Edward Jones shares these tips as you build your financial road map:

  1. Get a clear picture – Before you shift to drive, it’s important to first understand your current financial condition. This includes your savings, investment and retirement accounts, as well as any debts you may have. When you have a clear picture of where you are today, you’ll be better equipped to map out a strategy for tomorrow.
  2. Choose your destination – Next, pick your destination, such as a comfortable retirement, paying for your child’s education or leaving a legacy for your family. Set short- and long-term financial goals that are viable and realistic, ensuring they’re well-defined and in line with your current circumstances in life.
  3. Map out your route – Once you have a destination in mind, it’s time to decide on the route to get you there. Choose investments that can help you pursue the financial goals you’ve selected. Your ideal portfolio will depend on your risk tolerance, family situation and time horizon; but in general, you’ll want a diversified mix of quality investments. While diversification does not guarantee a profit or protect against loss it can help reduce the effects of volatility. Work with your financial advisor to select the appropriate mix of investments.

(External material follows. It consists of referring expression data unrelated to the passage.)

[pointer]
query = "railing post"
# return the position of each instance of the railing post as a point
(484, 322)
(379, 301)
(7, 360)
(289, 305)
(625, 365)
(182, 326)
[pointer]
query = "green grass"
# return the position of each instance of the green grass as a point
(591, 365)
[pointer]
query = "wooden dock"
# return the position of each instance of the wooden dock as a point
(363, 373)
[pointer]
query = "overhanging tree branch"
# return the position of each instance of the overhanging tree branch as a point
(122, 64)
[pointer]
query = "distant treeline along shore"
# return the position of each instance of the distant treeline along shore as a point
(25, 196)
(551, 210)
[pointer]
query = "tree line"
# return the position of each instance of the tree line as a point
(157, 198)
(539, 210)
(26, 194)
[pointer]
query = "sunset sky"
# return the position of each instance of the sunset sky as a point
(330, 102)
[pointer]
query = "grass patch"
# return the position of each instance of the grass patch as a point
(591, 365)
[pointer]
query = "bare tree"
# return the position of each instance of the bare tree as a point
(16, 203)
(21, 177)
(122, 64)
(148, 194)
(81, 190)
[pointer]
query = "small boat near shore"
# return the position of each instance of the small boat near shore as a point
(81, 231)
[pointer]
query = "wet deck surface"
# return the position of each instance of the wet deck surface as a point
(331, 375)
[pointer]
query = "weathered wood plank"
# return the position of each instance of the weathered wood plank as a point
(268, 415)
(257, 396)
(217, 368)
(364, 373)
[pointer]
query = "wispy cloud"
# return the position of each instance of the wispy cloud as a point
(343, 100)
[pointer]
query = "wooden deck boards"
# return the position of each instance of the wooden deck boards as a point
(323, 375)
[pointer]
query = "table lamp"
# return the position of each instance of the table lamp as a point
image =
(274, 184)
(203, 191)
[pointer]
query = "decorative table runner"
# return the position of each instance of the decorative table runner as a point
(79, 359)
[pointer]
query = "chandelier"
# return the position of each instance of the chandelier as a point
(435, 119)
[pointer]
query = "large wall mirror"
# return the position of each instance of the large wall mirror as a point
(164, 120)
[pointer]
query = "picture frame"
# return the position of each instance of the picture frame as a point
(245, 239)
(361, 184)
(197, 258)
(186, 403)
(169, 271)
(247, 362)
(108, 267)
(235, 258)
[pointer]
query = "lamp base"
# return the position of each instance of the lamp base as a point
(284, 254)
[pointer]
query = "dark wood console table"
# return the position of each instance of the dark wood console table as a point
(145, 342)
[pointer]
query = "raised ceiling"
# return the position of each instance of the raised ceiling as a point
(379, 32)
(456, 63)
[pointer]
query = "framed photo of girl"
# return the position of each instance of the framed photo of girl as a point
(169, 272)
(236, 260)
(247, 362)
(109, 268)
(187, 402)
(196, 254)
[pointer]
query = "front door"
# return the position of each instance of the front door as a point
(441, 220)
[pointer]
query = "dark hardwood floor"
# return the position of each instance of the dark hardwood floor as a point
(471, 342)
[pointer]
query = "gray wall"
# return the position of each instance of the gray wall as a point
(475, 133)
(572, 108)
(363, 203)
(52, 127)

  4. Keep your eyes on the road – There are often bumps along the way in road trips, such as traffic jams or flat tires. As an investor, you need to look past similar events that may have noticeable short-term effects on the financial markets but little impact over the long term. Choose quality investments, and have the patience and discipline to keep them over the long haul.

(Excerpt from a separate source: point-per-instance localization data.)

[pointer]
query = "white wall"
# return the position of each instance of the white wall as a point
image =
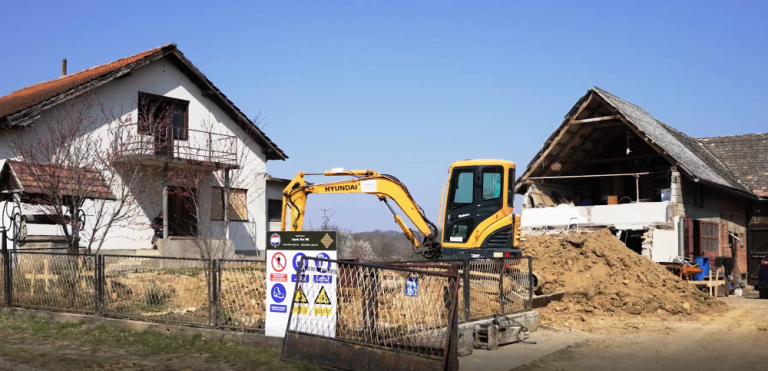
(665, 244)
(163, 78)
(624, 216)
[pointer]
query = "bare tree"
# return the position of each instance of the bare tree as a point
(83, 172)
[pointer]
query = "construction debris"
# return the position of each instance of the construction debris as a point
(602, 278)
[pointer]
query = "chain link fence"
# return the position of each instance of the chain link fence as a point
(231, 294)
(372, 311)
(489, 286)
(159, 289)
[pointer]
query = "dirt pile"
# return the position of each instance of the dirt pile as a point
(604, 280)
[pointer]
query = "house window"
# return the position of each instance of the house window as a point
(698, 195)
(238, 205)
(163, 116)
(274, 210)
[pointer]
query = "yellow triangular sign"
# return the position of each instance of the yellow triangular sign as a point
(299, 297)
(322, 297)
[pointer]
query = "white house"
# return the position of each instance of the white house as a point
(208, 133)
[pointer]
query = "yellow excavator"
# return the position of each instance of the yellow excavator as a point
(476, 216)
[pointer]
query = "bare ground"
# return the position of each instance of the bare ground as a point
(734, 340)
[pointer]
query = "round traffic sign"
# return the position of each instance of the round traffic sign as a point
(320, 264)
(297, 259)
(278, 262)
(278, 292)
(274, 240)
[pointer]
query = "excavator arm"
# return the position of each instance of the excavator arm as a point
(385, 187)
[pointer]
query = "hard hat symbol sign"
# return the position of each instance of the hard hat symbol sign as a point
(274, 240)
(278, 262)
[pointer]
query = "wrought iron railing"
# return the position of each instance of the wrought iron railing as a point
(176, 143)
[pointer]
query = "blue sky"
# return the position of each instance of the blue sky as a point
(407, 87)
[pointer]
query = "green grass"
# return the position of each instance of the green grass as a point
(100, 339)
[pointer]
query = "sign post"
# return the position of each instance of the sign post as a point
(285, 268)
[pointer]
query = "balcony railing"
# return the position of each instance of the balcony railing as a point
(166, 142)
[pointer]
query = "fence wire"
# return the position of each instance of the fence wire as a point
(242, 295)
(489, 286)
(61, 282)
(157, 289)
(397, 308)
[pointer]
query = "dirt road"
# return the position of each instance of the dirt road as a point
(735, 340)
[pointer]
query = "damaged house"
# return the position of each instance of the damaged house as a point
(665, 194)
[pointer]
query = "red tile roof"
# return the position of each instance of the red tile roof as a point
(32, 95)
(37, 179)
(36, 95)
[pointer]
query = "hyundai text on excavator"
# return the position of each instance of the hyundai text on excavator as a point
(476, 216)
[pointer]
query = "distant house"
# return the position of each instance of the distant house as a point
(207, 128)
(611, 164)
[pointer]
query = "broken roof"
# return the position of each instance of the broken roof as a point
(24, 105)
(746, 156)
(692, 156)
(49, 180)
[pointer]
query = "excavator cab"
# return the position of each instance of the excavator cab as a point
(477, 210)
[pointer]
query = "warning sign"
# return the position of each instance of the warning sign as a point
(278, 262)
(299, 297)
(322, 297)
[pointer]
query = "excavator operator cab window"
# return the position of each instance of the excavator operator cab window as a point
(492, 181)
(463, 188)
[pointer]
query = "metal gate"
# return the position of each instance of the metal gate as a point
(375, 317)
(757, 248)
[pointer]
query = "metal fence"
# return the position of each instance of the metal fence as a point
(373, 312)
(226, 294)
(489, 286)
(231, 294)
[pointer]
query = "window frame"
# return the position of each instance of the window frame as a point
(452, 204)
(491, 170)
(171, 103)
(214, 202)
(279, 203)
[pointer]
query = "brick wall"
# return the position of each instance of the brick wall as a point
(733, 219)
(741, 253)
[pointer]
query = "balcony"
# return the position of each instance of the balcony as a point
(176, 145)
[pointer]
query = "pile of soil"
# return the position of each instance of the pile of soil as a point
(604, 280)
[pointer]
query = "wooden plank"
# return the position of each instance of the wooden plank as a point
(563, 131)
(594, 119)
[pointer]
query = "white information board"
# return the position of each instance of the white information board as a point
(284, 254)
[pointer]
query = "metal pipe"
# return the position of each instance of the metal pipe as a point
(588, 176)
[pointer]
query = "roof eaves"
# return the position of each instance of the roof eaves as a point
(271, 149)
(29, 114)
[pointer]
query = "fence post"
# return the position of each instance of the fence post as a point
(529, 304)
(213, 293)
(8, 274)
(465, 290)
(98, 276)
(501, 285)
(370, 302)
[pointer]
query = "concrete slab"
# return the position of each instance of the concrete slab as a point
(515, 355)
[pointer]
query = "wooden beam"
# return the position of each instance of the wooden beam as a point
(594, 119)
(581, 108)
(625, 158)
(572, 143)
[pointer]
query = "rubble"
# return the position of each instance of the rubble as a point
(603, 279)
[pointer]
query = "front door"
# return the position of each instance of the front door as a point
(474, 194)
(757, 248)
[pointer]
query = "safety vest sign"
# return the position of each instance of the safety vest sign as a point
(322, 297)
(300, 297)
(297, 288)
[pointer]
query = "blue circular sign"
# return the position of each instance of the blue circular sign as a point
(296, 259)
(321, 265)
(278, 293)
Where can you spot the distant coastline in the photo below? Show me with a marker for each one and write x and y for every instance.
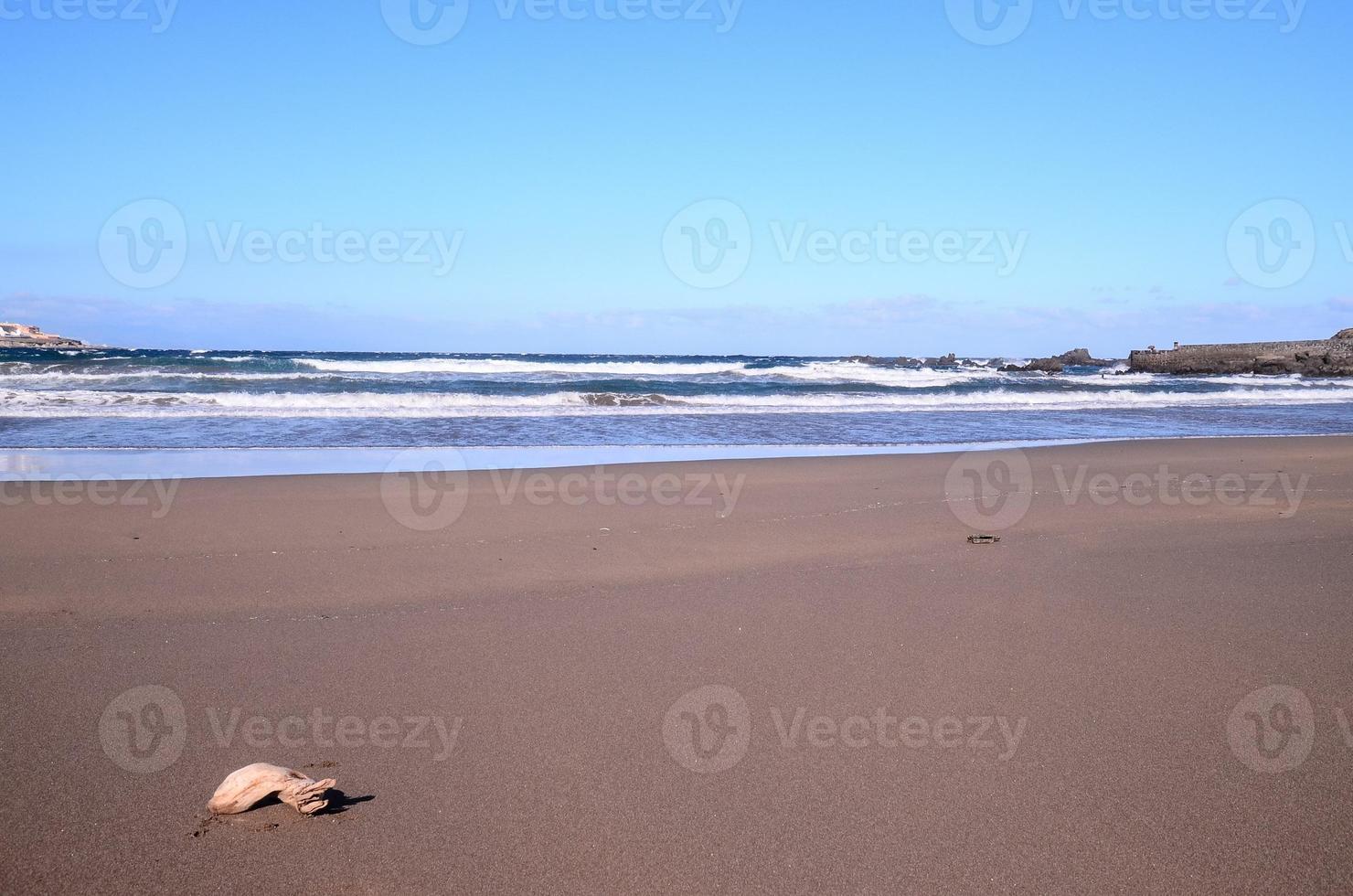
(30, 336)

  5. Review your route regularly – Just like rest stops give you a chance to evaluate your route, it’s always a good idea to periodically review and, when necessary, rebalance your investments to make sure they’re still aligned with your goals and risk tolerance. This is especially important if you’ve recently experienced major developments in your life, such as a change in employment, birth of a child, or retirement.

Branney says, “If you’re planning a road trip, take time to review the path to your financial future at the same time.”

“A financial advisor can help you build the right financial road map to meet your long-term financial goals.”